On Fri, Jul 05, 2013 at 05:14:00AM -0700, Tim Lider wrote:
> I have not done a project like that . When I price out a NAS project it is
> actually less expensive (when you think of equipment and time) to get one
> premade. The NAS' we use are WD's right now. The boss also does not like to 
> have
> the TB size of the NAS' too large, I limit the size to around 8TB to 12TB.
> 
> If you do make a NAS with NAS4Free, I have looked into it, remember it is a
> software RAID not a Hardware RAID.  What do I mean by that? Software RAID's 
> are
> basically made using a Volume Manager (usually Linux VLM or VLM2), hardware
> RAID's are actually considered a 1 physical disk to the PC when managing the
> Volume(s) at the operating system level.
> 
> I myself prefer hardware RAID setups. This is due to the ease of replacing 
> disks
> if needed.
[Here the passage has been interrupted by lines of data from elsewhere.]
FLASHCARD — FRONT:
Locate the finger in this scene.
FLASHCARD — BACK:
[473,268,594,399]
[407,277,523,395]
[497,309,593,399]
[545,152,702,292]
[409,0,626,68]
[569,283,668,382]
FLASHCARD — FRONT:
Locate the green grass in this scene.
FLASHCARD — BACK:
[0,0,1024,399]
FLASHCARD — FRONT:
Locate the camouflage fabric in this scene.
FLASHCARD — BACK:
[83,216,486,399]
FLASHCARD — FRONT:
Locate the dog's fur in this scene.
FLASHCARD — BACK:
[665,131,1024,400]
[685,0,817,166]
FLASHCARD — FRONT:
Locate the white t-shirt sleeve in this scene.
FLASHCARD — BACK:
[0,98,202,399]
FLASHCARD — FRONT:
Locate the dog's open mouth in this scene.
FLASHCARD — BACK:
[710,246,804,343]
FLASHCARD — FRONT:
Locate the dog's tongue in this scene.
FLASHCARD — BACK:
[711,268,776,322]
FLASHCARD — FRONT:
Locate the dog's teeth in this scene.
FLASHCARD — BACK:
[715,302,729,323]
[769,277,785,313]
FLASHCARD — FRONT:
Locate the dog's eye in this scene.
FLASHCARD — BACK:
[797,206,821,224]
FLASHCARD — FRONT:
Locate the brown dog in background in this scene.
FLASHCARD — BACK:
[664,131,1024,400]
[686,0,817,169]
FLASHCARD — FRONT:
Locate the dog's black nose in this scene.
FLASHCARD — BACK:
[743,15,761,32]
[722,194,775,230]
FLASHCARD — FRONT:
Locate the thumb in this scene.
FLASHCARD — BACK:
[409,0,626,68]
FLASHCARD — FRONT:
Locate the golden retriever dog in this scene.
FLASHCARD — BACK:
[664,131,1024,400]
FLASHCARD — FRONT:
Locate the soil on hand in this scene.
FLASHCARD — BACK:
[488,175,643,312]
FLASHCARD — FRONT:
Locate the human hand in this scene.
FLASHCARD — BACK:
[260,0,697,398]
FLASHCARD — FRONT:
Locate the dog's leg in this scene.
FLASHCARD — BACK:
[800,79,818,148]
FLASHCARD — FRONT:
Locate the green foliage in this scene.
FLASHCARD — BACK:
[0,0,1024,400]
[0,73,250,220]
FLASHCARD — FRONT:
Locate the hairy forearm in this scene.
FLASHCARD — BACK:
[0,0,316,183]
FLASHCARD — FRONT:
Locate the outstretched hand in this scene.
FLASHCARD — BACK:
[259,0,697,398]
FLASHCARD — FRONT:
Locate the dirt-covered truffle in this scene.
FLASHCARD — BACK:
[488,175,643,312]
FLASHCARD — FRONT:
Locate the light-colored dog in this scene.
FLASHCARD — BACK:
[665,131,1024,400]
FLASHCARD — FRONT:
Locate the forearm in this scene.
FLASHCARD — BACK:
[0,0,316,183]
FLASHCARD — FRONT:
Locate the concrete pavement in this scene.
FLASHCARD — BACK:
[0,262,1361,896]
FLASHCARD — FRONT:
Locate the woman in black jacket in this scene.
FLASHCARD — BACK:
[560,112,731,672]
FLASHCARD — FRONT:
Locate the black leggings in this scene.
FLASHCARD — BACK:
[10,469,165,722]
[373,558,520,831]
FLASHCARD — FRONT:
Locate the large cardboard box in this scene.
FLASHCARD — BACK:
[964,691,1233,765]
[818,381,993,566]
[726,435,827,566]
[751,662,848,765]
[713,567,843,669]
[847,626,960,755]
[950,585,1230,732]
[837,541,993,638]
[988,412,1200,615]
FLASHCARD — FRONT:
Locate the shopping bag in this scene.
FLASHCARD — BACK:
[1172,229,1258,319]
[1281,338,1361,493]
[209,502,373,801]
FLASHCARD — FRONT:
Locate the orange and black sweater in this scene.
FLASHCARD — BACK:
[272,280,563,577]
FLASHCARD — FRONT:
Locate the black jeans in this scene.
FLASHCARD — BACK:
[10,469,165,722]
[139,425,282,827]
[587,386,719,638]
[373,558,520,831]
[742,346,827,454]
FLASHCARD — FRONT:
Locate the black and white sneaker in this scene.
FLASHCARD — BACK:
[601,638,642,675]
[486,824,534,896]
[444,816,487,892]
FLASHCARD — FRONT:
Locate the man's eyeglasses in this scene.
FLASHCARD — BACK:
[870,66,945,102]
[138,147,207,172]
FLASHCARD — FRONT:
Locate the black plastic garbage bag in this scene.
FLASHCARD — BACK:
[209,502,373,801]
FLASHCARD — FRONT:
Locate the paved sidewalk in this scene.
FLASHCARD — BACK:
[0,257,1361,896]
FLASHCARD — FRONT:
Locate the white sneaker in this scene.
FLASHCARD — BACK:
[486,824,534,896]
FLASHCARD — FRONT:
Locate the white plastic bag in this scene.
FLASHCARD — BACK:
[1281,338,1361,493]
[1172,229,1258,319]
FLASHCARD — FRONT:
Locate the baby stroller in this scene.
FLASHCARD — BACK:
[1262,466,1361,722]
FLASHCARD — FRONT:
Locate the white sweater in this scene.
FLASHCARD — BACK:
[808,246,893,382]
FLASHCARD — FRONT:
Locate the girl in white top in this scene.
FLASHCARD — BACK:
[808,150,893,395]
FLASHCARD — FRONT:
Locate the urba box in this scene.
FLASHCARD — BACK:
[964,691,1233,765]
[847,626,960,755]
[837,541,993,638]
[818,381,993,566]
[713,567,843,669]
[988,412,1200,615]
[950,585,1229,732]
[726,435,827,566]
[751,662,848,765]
Also, Hardware RAID's are a bit easier to recover when things go 
> bad.
> 
> Have a great weekend all,

Anything using ZFS makes replacements quite easy to be honest.   Also with ZFS 
my 
disks can be on any controller I can dig up...onboard, addin card, etc....  
With 
hardware raid if your controller eats it you have to find the same card / family
to import your config.  Personally I would not use anything BUT zfs right now 
as 
far as mass storage goes.  For OS disks I still prefer hardware raid.